Prime Minister Modi and his party and government have first to determine at what stage the country should be told that the moment has arrived for scrapping a secular India for Hindu rashtra. (Home Minister Rajnath Singh has broadcast his own aversion to the word ‘secular’ in the Constitution.) A formal proclamation would represent a sea change in the political evolution of a nation of many religions and ethnicities, with Hindus roughly 80 per cent of the population.

The failure of the BJP in the recent Bihar Assembly election has set the party leadership thinking because the old formula of making the Prime Minister himself the chief protagonist disdaining naming any state leader did not work. The question on everyone’s lips is whether the famed Modi wave that took his party past the winning post in other Assembly elections (bar Delhi) had waned.

These considerations seem irrelevant to the bulk of the followers of the BJP. They continue their propagation of the advent of the Hindu rashtra seemingly unmindful of the hurt and embarrassment it causes — after all, those who dissent can always go to Pakistan. They would rather make India a photocopy of Pakistan.

If the BJP leadership is embarrassed by the disquiet expressed by the icons of the Indian film industry, the super heroes, it should call a chintak baithak (contemplation sesson) to debate the issue after clearing it with the RSS. In as varied a country as India, painting everyone with a saffron brush will not work. The BJP is already jeopardising the education of an entire future generation by handing the education ministry to a novice guided by the RSS. And the less said about the culture minister the better. Despite these efforts and the packing of historical and research organisations with ideologues, converting India into a Hindu rashtra will not work. For the BJP, such institutions were previously filled by the left and Communist sympathisers.

How then will the Prime Minister and his party resolve their dilemma? Perhaps they will come to the conclusion that they must be patient and show results. One problem is that their followers are supercharged and cannot wait to proclaim their joy. It is well understood by the BJP and the RSS that the latter’s foot soldiers at election time are instruments of the party’s victory and cannot be trifled with.
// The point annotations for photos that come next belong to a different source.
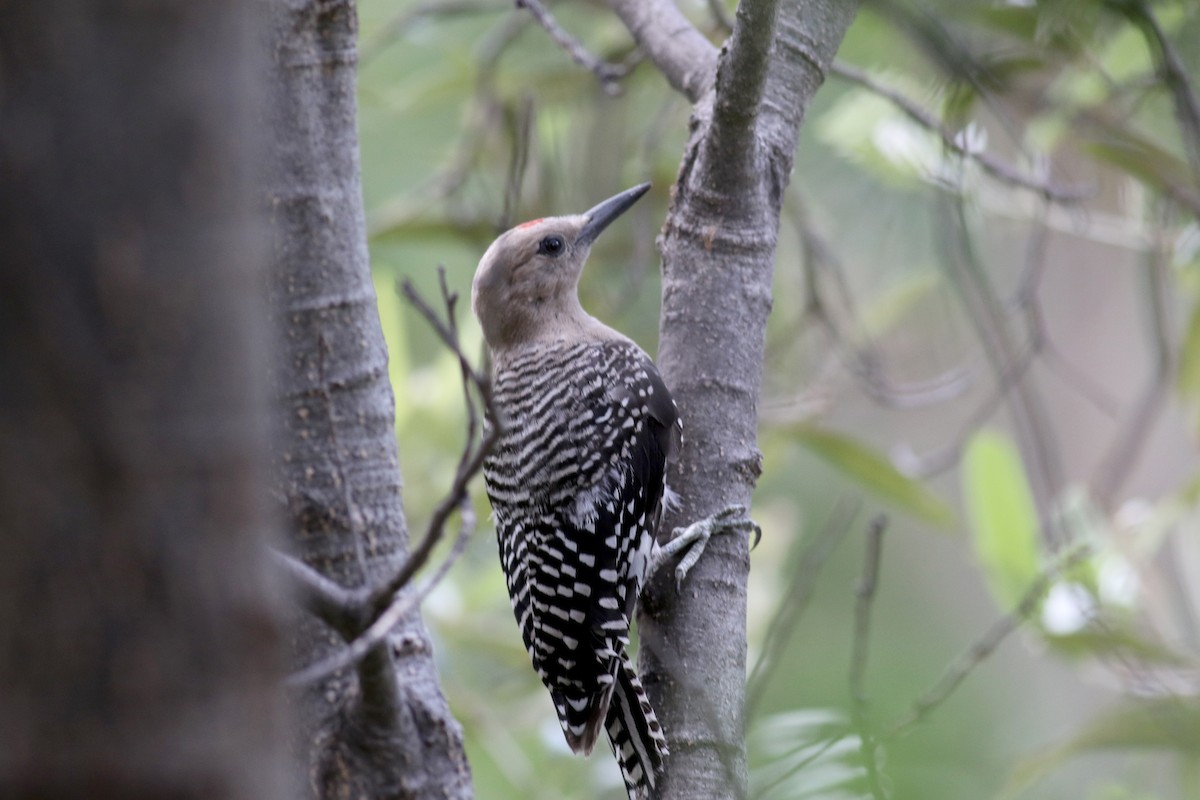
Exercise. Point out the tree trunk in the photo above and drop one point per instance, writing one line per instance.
(718, 260)
(385, 729)
(138, 648)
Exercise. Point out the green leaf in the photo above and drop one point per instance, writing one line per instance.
(1167, 723)
(1003, 519)
(875, 473)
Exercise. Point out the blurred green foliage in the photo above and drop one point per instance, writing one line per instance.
(877, 385)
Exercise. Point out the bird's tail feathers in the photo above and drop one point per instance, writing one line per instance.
(635, 733)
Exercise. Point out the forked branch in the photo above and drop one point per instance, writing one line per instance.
(365, 617)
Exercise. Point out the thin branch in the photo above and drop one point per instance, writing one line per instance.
(522, 132)
(469, 463)
(401, 606)
(677, 48)
(481, 120)
(328, 601)
(990, 164)
(961, 667)
(792, 606)
(1173, 71)
(863, 361)
(382, 607)
(985, 312)
(1131, 439)
(609, 74)
(865, 599)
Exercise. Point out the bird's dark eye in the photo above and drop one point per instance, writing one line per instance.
(551, 246)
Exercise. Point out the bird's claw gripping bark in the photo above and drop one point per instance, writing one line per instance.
(694, 539)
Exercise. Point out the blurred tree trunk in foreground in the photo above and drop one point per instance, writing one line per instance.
(383, 729)
(138, 645)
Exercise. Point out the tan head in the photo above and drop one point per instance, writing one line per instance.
(527, 283)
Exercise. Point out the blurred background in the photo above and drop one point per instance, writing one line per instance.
(985, 326)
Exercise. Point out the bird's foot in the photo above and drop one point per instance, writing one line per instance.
(694, 539)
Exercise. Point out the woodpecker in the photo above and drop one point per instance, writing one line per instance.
(576, 480)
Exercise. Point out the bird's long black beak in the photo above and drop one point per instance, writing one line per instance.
(605, 212)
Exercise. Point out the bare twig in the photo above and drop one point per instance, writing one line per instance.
(865, 599)
(1173, 71)
(609, 74)
(522, 132)
(991, 164)
(485, 109)
(985, 312)
(378, 609)
(401, 606)
(1131, 439)
(792, 606)
(328, 601)
(863, 361)
(961, 667)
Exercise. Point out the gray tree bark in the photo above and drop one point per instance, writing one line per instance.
(383, 731)
(139, 649)
(718, 250)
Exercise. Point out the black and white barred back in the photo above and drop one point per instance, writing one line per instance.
(576, 483)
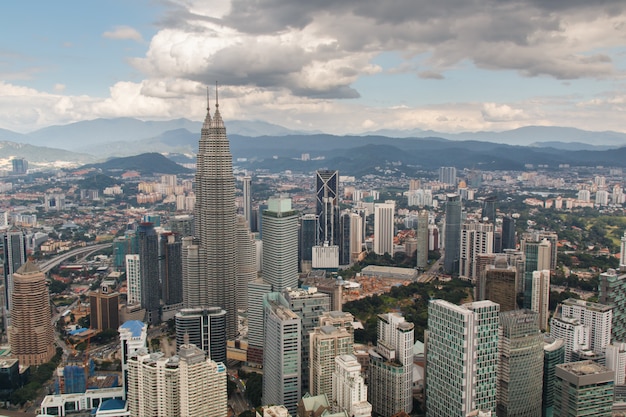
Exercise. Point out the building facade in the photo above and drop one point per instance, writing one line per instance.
(462, 358)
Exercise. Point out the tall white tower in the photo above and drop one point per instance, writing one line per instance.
(462, 358)
(349, 390)
(215, 215)
(383, 228)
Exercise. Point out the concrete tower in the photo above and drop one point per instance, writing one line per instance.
(31, 332)
(149, 271)
(246, 262)
(462, 346)
(215, 215)
(383, 228)
(247, 199)
(452, 239)
(280, 244)
(520, 371)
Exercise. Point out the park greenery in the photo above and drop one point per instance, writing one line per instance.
(410, 300)
(35, 380)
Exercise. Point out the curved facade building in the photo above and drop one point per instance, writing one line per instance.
(32, 335)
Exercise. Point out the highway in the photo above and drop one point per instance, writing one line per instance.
(47, 265)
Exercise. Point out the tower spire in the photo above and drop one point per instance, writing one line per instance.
(217, 118)
(207, 119)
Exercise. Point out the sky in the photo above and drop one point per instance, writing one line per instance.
(342, 67)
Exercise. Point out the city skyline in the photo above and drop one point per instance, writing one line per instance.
(447, 67)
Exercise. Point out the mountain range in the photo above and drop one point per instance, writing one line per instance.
(263, 145)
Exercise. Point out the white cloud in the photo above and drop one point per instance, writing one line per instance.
(123, 33)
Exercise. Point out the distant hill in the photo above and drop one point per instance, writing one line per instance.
(146, 164)
(42, 155)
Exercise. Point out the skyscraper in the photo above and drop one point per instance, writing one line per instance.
(462, 358)
(391, 366)
(520, 370)
(247, 199)
(246, 262)
(452, 239)
(538, 258)
(327, 195)
(308, 239)
(553, 355)
(447, 175)
(498, 283)
(508, 233)
(280, 244)
(421, 235)
(476, 238)
(349, 390)
(383, 228)
(612, 289)
(583, 389)
(14, 256)
(540, 301)
(598, 318)
(215, 216)
(204, 328)
(31, 335)
(133, 278)
(171, 268)
(149, 266)
(326, 343)
(281, 355)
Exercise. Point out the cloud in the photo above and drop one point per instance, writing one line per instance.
(123, 33)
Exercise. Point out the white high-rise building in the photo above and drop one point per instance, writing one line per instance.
(326, 343)
(246, 262)
(133, 278)
(541, 297)
(349, 390)
(598, 318)
(280, 244)
(247, 199)
(281, 354)
(584, 195)
(215, 221)
(462, 358)
(616, 360)
(383, 228)
(476, 238)
(202, 384)
(185, 385)
(622, 253)
(602, 197)
(356, 236)
(391, 366)
(574, 334)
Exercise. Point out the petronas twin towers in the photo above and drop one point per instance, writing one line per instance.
(211, 274)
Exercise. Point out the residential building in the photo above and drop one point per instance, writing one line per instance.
(349, 391)
(383, 228)
(583, 389)
(390, 387)
(280, 244)
(326, 343)
(31, 334)
(204, 328)
(452, 234)
(553, 355)
(462, 358)
(282, 360)
(520, 370)
(215, 222)
(540, 301)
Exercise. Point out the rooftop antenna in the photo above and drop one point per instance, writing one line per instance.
(217, 104)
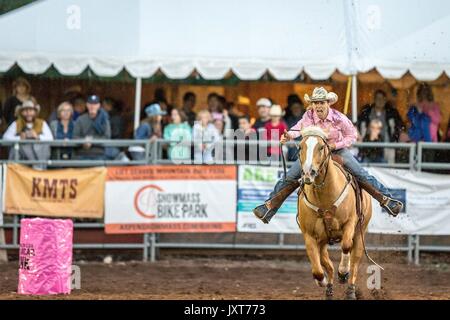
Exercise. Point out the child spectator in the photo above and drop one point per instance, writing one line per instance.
(178, 131)
(62, 129)
(205, 135)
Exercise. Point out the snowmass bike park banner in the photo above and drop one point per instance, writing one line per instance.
(426, 197)
(170, 198)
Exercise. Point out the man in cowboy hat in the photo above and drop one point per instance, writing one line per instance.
(342, 134)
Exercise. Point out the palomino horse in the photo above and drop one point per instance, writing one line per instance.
(327, 213)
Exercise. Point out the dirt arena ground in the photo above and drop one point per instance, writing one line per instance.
(236, 278)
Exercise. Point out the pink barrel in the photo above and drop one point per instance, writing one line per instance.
(45, 256)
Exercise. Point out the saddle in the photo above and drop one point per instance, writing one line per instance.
(332, 228)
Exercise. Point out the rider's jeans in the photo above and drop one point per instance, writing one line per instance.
(350, 163)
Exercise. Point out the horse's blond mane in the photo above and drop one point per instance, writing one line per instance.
(314, 131)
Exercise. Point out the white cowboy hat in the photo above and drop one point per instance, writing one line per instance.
(321, 94)
(263, 102)
(276, 111)
(27, 104)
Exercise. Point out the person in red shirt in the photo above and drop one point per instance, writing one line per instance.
(275, 128)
Can Mr Modi then postpone, if not set aside, the advent of Hindu rashtra perhaps for a second term, if he wins? It is a question only he and time can answer. In the meantime, provocative and outrageous statements from the Sangh Parivar will continue.

Compared with his stint in Gujarat, the nation’s governance presents greater problems. In any event, the Bihar election result gives him time to devise alternative strategies. The race to gain more seats in the Rajya Sabha to alter the BJP’s minority status is proving to be a long one. One contradiction Mr Modi has to face is his acerbic campaign speeches in Assembly elections throwing convention to the winds and seeking the Opposition’s cooperation for passing essential Bills.